製薬事業所のペストコントロール【第7回】
携わる要員の育成
本稿では、いわゆる “人のクォリフィケーション(適格性)” と人材確保や人材育成について述べる。前回までのペストコントロールに於ける課題、即ち、
ー ペストコントロールに係る法規制
ー 特定の昆虫の制御
ー 査察・監査への対応
を考えていくと、以下のような人材確保のニーズ、教育訓練の必要性につながってくる。
- ペストコントロールに関係する知識を蓄えたい。専門家を育成したい。
- ペストコントロールプログラムを再構築できる人材を育成したい。
- 改善活動を推進できる人材を育成したい。
- 品質リスクマネジメントの考え方を取り入れたペストコントロールプログラムに改善したい。
- ペストコントロール、衛生、異物対策に関係するGMP/GDPを理解したい。
- GMPで求められる品質リスクマネジメント(QRM)、医薬品品質システム(PQS)を理解したい。
- 取引先からの監査、規制当局の査察に対応できる人材を育成したい。
それぞれの教育訓練ニーズにどのように対応したらよいかについては、企業ごとに判断するべきであるが、参考までに幾つかの方法を以下に列挙する。

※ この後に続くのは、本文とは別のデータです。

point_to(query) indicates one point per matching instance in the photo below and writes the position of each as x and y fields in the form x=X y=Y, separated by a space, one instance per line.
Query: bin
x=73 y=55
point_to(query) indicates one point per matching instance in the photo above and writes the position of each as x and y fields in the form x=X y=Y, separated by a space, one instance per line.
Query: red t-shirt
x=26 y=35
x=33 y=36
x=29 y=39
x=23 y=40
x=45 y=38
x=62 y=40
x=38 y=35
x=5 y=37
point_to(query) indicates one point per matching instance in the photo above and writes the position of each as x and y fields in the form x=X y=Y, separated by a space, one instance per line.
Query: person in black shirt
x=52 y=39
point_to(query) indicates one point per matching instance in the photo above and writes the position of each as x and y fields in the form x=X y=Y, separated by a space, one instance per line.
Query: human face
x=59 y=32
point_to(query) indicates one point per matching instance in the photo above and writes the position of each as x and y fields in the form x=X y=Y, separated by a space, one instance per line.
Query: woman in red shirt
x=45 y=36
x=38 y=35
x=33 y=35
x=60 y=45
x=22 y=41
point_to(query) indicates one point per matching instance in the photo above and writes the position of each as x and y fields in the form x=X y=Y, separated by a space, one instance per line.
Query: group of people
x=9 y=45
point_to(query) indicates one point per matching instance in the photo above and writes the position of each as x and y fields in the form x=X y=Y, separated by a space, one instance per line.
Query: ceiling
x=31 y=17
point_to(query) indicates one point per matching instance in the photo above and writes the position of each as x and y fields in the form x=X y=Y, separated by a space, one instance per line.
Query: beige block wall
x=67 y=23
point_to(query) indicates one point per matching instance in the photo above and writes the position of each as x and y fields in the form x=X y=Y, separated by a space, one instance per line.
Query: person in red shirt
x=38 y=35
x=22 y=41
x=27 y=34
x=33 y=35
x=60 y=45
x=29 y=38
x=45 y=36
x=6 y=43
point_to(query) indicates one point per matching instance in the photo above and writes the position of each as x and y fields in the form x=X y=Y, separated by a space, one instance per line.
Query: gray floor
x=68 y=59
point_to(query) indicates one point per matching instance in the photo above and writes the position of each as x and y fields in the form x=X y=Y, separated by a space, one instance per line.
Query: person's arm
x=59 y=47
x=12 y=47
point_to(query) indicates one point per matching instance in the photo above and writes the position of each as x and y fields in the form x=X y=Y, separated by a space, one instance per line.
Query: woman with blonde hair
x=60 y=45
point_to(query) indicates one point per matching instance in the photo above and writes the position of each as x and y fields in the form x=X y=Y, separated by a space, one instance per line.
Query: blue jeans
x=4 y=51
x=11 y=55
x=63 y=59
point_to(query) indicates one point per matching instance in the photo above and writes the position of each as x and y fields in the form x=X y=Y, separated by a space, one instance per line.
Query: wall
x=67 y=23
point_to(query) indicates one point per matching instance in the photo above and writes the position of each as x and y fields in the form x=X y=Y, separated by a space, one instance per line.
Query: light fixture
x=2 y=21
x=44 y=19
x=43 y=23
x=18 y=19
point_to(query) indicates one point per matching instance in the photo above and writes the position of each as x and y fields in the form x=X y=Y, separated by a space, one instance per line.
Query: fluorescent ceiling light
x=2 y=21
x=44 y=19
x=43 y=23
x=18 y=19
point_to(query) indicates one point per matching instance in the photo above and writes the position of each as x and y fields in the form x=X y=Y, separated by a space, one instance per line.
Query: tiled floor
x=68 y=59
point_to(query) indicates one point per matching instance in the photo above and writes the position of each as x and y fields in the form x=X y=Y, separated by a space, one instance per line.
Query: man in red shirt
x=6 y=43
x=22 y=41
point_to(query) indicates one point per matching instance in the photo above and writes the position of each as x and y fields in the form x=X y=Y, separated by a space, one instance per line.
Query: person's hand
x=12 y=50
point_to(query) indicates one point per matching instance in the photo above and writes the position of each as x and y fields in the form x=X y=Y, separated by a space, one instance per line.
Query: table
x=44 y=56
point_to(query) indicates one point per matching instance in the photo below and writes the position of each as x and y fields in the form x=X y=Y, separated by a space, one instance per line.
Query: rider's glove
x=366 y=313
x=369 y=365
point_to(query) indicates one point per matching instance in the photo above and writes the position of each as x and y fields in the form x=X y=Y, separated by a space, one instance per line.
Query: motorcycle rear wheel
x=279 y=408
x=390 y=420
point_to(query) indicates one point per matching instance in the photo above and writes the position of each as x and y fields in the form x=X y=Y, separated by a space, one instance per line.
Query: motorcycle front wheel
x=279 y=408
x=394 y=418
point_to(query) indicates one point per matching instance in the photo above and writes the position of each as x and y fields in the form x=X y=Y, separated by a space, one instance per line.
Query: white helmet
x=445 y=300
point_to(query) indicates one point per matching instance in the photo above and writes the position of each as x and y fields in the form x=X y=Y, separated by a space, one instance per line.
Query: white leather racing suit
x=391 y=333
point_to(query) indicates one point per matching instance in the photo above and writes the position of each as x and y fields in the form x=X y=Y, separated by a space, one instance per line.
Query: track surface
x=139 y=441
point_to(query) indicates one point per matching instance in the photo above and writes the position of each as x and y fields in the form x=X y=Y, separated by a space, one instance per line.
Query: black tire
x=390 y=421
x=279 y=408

社内にペストコントロールの専門家を育成する場合、可能ならば採用の段階で昆虫の生態や行動学を学んだ履歴を有する「理学」、「農学」分野の人材を選択すると良い。ペストコントロールプログラムを開発するにあたって必須となる知識は、管理対象となる昆虫類の生態情報(ライフサイクル情報、他の動植物との関係性に関与する化学生態学情報)であり、これらの情報を収集する技量が担当者に無い場合、昆虫類の施設への侵入と繁殖のメカニズムやリスクを科学的、論理的に分析し、整理することが出来ず、その結果、科学的根拠に基づくペストコントロールプログラムもまた構築できない。対外的にも社内に於いても納得が得られる管理プロクラムの開発には不可欠な部分である。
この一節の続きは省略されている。